ELIZABETH — Caesars Southern Indiana has a new ownership team as the North Carolina-based Eastern Band of Cherokee Indians Holdings celebrates its recent acquisition of the casino.
EBCI Holdings had a ribbon-cutting ceremony Wednesday in honor of the acquisition of the 110,000-square-foot facility in Elizabeth. Caesars Southern Indiana is EBCI Holdings’ first casino acquisition outside of North Carolina.
Although there is a new ownership team, the Caesars branding and the Caesars Rewards loyalty program will remain in place.
The new owners say all of the casino’s nearly 900 employees were retained in their current positions, including Caesars Southern Indiana General Manager Brad Seigel and the senior leadership team. The casino continues to look for additional staffing.
The final sale of the casino to EBCI was approved in August by the Indiana Gaming Commission. In December 2020, EBCI reached a $250-million agreement with Caesars Entertainment to purchase the casino.
EBCI Principal Chief Richard Sneed said the acquisition of Caesars Southern Indiana is an exciting opportunity for both EBCI and local residents.
“Through the thousands of years, my ancestors — the indigenous people of North America — engaged in rigorous commerce before and after European contact,” he said. “The same entrepreneurial spirit that drove our ancestors along trade routes between other tribal nations as far south as Florida is alive and well today.”
Sneed said the tribe has a long history of success with its casinos in North Carolina and they are “very grateful to bring that same spirit, energy and rigor to the Caesars Southern Indiana property.”
The tribe entered into the casino industry in 1997 and operates two casinos in western North Carolina.
“While we are committed to providing the best entertainment and gaming for our guests, we are equally committed to our employees, their families and the Southern Indiana and Louisville communities,” he said.
EBCI Holdings CEO Scott Barber previously worked in executive positions with Caesars Entertainment. He noted the opportunity to purchase a new building; Caesars Southern Indiana opened its new land-based facility in 2019 in a move from the riverboat casino.
He said EBCI Holdings was established to diversify the tribe’s economy by expanding assets in the commercial gaming and hospitality business.
“We look forward to growing the company,” Barber said. “Our goal is to have six to eight casinos over the next five years, and in addition to brick and mortar casinos, we’re looking at other channels, like online gaming and mobile sports betting.”
At Caesars Southern Indiana, EBCI Holdings is looking at upgrades to the hotel and food/beverage options, Sneed said.
“We’re very proud of the fact that we retained 100% of the employees,” he said. “We didn’t come in to turn things upside down — we just want to improve on what’s already an outstanding foundation.”
Sneed discussed the role of the casino in supporting the Eastern Band of Cherokee Indians. He describes this diversification of EBCI’s assets as increasingly important as the tribe faces a growing population and increasing costs of health care, education and housing.
“For us, what’s most important is caring for our people,” Sneed said. “There’s a lot of discussion these days in the national news media and all around the country about providing for our communities, providing for our people.
”We take that very seriously, and we do our planning for seven generations forward to ensure that our people have adequate health care, adequate housing, adequate opportunities for education — secondary and post-secondary,” he said.

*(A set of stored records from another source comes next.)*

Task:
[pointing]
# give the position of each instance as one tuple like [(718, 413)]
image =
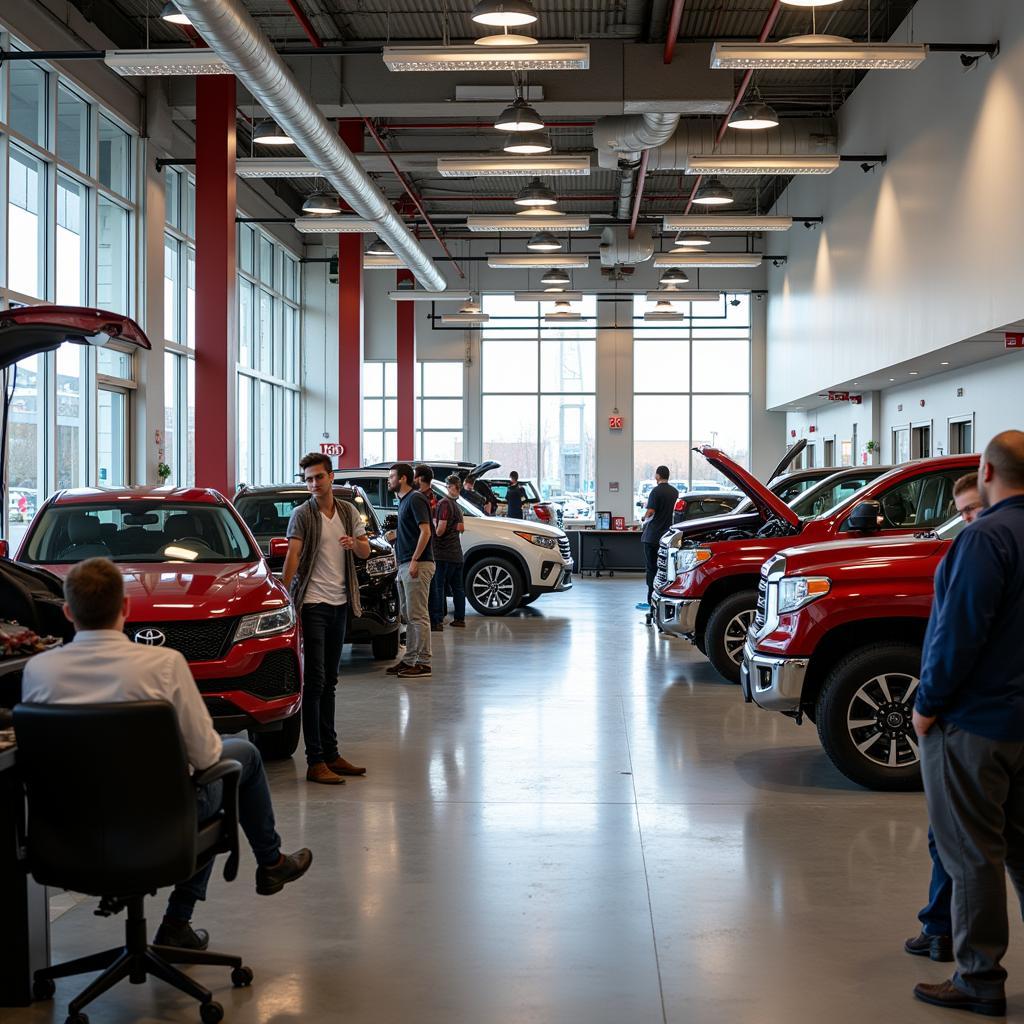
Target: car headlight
[(689, 558), (265, 624), (539, 539), (795, 592), (382, 565)]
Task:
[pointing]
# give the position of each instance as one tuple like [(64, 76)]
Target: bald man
[(969, 714)]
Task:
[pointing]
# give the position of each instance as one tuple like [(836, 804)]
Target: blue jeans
[(255, 816), (323, 639), (446, 574), (936, 916)]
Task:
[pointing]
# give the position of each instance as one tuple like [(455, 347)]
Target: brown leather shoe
[(321, 773), (342, 767), (947, 994)]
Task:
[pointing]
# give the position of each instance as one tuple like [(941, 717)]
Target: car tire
[(887, 674), (385, 647), (281, 743), (494, 586), (726, 632)]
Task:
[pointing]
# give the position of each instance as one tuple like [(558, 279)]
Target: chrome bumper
[(677, 616), (772, 683)]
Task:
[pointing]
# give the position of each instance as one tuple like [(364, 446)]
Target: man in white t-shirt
[(325, 538)]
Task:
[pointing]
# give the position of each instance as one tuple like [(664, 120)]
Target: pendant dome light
[(504, 13), (536, 194), (754, 117), (170, 12), (544, 242), (322, 204), (268, 133), (713, 193), (519, 117), (527, 143)]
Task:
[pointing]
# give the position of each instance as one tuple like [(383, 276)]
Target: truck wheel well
[(844, 639), (717, 592)]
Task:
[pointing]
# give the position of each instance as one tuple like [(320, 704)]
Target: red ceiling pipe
[(744, 84), (413, 194), (307, 26), (675, 19)]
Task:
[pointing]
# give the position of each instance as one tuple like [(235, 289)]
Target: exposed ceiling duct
[(228, 29)]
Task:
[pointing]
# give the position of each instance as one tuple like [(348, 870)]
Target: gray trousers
[(417, 596), (975, 791)]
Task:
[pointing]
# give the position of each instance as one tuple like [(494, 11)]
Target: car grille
[(198, 639), (278, 676)]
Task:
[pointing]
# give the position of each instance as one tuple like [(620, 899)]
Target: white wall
[(926, 250)]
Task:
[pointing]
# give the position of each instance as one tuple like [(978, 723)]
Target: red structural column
[(406, 353), (350, 326), (216, 283)]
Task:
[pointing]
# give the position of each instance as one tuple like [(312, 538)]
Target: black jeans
[(323, 639)]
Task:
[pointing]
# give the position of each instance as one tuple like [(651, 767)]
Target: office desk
[(600, 551)]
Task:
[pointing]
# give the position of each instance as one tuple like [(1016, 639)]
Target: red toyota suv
[(711, 593), (838, 637), (197, 582)]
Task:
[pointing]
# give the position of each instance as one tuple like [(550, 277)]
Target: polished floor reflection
[(573, 820)]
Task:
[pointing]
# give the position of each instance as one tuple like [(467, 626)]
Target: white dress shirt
[(104, 667)]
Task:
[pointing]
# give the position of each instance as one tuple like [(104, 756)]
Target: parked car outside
[(266, 511), (508, 563), (711, 590), (197, 582), (838, 636)]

The Southern Indiana venture allows EBCI to continue its partnership with Caesars Entertainment, which has managed both of its North Carolina casinos from the start.
Based on state regulations, 75% of the revenue coming from EBCI’s gaming in Indiana will go to the holding company and 25% of revenues can come back to the tribe, according to Sneed.

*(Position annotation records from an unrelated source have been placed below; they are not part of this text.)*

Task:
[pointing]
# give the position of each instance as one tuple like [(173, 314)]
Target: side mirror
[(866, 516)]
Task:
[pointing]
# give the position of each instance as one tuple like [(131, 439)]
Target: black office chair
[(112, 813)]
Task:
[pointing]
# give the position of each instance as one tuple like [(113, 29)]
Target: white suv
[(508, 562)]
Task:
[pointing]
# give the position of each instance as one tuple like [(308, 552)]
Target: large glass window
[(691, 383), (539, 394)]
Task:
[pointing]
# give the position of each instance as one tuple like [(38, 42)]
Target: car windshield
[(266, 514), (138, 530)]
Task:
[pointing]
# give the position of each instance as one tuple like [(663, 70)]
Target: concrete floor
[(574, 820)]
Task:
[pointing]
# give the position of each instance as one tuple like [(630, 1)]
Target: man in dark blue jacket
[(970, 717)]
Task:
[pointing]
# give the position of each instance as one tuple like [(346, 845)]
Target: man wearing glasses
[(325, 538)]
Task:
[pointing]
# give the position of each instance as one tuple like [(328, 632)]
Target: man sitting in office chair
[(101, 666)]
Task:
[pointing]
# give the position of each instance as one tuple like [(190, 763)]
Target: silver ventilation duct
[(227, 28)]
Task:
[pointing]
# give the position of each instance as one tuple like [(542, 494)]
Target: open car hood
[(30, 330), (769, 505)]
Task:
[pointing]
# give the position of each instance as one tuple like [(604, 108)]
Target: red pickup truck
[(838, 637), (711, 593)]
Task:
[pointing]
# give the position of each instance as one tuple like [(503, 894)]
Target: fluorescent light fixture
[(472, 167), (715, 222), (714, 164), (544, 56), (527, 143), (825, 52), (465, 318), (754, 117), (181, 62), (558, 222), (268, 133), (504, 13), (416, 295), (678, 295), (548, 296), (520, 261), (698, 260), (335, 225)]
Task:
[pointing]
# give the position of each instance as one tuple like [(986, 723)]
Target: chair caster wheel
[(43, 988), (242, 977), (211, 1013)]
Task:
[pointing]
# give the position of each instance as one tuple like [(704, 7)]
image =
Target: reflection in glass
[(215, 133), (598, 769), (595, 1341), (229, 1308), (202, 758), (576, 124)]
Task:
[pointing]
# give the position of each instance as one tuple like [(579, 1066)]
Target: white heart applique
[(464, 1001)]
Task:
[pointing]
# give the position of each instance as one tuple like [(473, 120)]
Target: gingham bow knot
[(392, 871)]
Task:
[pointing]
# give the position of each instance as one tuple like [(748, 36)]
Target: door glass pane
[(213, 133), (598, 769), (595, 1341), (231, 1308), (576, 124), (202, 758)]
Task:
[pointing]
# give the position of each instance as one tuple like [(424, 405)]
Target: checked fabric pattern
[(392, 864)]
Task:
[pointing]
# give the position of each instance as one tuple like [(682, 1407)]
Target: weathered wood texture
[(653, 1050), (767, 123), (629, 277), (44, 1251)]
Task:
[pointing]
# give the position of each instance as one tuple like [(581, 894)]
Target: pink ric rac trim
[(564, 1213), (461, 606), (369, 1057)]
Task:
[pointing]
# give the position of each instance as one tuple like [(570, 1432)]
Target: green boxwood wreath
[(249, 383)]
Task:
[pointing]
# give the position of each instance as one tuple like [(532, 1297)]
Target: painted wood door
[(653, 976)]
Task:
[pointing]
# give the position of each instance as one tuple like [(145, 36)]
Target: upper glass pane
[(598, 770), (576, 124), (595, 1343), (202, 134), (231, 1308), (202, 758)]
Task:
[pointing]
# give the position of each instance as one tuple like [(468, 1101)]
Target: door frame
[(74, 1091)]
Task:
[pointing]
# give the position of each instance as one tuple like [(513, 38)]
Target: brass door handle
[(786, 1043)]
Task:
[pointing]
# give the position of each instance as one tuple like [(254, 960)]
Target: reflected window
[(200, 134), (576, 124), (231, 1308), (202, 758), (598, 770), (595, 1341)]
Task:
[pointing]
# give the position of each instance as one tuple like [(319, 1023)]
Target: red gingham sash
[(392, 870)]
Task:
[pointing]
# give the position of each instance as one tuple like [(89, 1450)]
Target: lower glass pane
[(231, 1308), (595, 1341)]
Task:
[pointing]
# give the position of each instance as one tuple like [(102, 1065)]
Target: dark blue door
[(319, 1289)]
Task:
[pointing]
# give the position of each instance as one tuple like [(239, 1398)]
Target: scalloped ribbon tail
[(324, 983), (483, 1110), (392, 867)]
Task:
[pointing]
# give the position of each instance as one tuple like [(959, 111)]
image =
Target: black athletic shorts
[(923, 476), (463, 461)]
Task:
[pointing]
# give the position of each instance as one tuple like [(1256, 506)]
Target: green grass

“So the revenue that comes from this project will go into endowments — one for housing, one for education and one for health care,” he said.
Josh Kornberg, executive director of the Caesars Foundation of Floyd County, described the local impact of the casino’s revenues, including revitalization efforts in downtown New Albany and grants to local nonprofits.

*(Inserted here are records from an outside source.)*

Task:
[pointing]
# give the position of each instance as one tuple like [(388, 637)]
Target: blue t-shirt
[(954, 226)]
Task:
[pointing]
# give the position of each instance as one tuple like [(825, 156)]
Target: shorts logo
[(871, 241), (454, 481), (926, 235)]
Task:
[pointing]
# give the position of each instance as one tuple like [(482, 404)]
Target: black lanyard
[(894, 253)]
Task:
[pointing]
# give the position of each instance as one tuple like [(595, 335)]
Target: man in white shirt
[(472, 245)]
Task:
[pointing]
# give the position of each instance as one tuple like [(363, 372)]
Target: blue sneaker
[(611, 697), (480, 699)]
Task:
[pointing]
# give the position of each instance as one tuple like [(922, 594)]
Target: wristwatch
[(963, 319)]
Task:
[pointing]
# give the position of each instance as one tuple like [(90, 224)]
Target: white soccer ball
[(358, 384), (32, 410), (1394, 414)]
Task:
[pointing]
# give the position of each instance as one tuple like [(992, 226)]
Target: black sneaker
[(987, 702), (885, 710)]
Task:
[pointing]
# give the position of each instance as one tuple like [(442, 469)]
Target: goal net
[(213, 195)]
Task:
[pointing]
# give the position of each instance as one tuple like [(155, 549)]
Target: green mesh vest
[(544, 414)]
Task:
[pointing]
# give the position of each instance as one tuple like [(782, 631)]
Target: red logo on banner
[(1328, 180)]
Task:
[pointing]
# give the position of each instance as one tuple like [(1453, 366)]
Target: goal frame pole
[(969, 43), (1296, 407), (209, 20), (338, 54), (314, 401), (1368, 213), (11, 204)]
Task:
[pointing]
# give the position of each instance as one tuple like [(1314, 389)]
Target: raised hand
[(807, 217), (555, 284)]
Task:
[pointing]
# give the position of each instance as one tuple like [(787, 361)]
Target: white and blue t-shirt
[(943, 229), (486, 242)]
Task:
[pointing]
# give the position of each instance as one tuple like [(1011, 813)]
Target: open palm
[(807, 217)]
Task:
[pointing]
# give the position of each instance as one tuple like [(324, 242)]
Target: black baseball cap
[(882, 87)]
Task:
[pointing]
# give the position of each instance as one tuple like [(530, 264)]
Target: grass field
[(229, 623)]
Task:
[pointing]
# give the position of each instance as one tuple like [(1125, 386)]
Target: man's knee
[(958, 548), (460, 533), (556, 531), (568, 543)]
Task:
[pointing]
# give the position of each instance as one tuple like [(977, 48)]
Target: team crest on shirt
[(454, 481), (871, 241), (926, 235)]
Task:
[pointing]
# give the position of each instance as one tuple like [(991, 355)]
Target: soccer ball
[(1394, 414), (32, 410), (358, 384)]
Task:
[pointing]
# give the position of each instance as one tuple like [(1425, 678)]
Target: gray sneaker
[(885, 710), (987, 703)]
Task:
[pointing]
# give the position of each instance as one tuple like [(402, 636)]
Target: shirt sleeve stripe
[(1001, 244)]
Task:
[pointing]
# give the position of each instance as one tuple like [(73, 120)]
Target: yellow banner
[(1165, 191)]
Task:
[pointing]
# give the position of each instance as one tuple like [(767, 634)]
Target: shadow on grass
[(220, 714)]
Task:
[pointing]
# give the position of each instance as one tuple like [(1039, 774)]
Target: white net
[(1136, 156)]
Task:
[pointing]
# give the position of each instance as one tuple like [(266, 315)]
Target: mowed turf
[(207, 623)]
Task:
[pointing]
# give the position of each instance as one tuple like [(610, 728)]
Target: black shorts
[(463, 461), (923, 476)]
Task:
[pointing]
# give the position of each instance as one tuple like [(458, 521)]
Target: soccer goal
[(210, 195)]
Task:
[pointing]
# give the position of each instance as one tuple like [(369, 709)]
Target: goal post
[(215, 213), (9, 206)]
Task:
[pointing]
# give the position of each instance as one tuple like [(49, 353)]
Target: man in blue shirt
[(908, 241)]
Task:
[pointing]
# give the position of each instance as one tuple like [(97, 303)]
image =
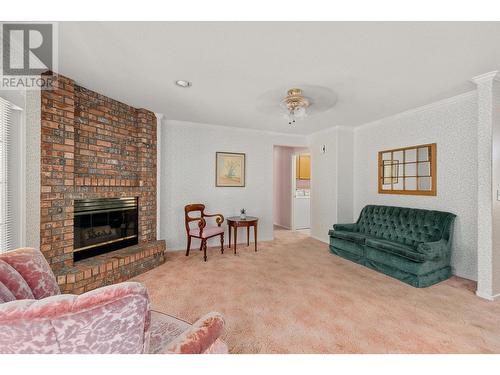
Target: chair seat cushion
[(396, 249), (164, 329), (207, 232), (349, 236)]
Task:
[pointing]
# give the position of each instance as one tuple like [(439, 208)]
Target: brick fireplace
[(94, 147)]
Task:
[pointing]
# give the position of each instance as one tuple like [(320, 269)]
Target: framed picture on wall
[(408, 170), (229, 169)]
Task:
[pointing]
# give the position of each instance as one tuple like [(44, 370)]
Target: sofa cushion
[(396, 249), (14, 281), (349, 236), (34, 269), (5, 294), (406, 226)]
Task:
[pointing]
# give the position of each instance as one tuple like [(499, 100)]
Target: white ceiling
[(376, 68)]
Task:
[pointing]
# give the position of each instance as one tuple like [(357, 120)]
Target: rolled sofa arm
[(199, 337), (113, 319), (433, 250), (345, 227)]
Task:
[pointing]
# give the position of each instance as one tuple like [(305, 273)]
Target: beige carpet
[(293, 296)]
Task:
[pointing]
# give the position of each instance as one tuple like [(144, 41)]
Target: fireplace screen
[(103, 225)]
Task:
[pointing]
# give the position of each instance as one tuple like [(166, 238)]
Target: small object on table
[(236, 221)]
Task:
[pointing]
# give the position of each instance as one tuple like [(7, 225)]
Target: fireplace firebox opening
[(104, 224)]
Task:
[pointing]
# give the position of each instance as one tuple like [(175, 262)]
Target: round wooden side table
[(235, 222)]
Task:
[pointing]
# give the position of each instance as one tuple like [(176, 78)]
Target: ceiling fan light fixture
[(295, 104), (183, 83)]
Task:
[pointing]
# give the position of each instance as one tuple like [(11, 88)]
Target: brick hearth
[(95, 147)]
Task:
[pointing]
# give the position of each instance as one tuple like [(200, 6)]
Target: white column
[(488, 208)]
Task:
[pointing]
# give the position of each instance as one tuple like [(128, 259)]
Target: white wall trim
[(486, 77), (424, 108), (488, 297)]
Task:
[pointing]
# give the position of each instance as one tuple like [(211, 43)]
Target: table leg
[(255, 235), (235, 237)]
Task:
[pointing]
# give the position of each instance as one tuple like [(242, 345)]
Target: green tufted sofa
[(409, 244)]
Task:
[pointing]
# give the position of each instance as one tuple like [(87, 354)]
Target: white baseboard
[(320, 239), (487, 296)]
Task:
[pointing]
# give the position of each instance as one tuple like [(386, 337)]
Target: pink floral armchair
[(36, 318)]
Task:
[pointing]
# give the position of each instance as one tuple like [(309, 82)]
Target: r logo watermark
[(28, 51)]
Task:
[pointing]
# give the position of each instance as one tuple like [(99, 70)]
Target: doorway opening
[(291, 190)]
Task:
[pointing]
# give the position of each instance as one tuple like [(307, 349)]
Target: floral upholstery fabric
[(32, 267), (36, 318), (108, 320), (14, 282), (5, 294)]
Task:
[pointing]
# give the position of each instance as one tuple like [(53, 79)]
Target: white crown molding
[(486, 77), (424, 108)]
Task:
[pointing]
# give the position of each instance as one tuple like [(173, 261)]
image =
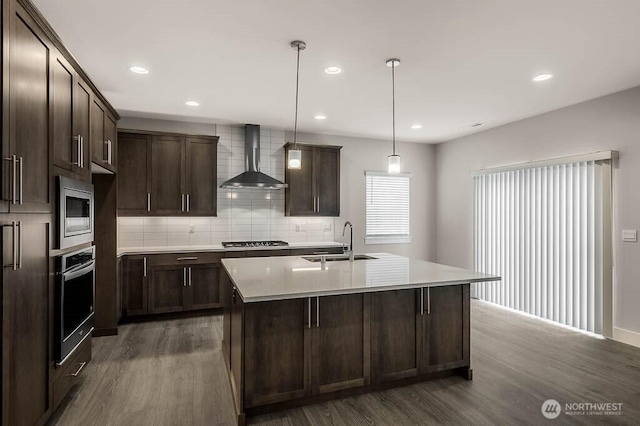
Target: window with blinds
[(387, 208), (542, 229)]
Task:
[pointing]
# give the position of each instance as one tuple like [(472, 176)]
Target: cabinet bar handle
[(14, 179), (79, 370), (20, 246), (78, 139), (14, 227), (20, 164)]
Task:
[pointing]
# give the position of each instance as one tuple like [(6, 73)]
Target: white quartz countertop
[(290, 277), (123, 251)]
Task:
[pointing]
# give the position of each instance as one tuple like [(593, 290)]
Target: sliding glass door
[(544, 230)]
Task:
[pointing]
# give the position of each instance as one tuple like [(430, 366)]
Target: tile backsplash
[(243, 214)]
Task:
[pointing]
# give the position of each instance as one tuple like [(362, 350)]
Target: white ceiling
[(463, 61)]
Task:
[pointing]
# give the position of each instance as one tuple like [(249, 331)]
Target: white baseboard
[(625, 336)]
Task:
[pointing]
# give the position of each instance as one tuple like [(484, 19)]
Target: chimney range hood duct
[(252, 178)]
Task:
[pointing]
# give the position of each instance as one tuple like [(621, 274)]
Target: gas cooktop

“In 2020, the foundation contributed $2.7 million, and this year we’re on pace to contribute just about $3 million back to our community, adding this to a $51.5 million that the foundation has already invested into our community. But none of this would be possible without the ongoing generosity from our friends here at Caesars Southern Indiana, who have invested more than $65 million into our foundation.”
“Now as we enter into this new chapter under new leadership, I’m elated about the opportunities that are before us, and I know we will work hard to make our benefactors proud to be such devoted contributors to the Caesars Foundation of Floyd County,” he said.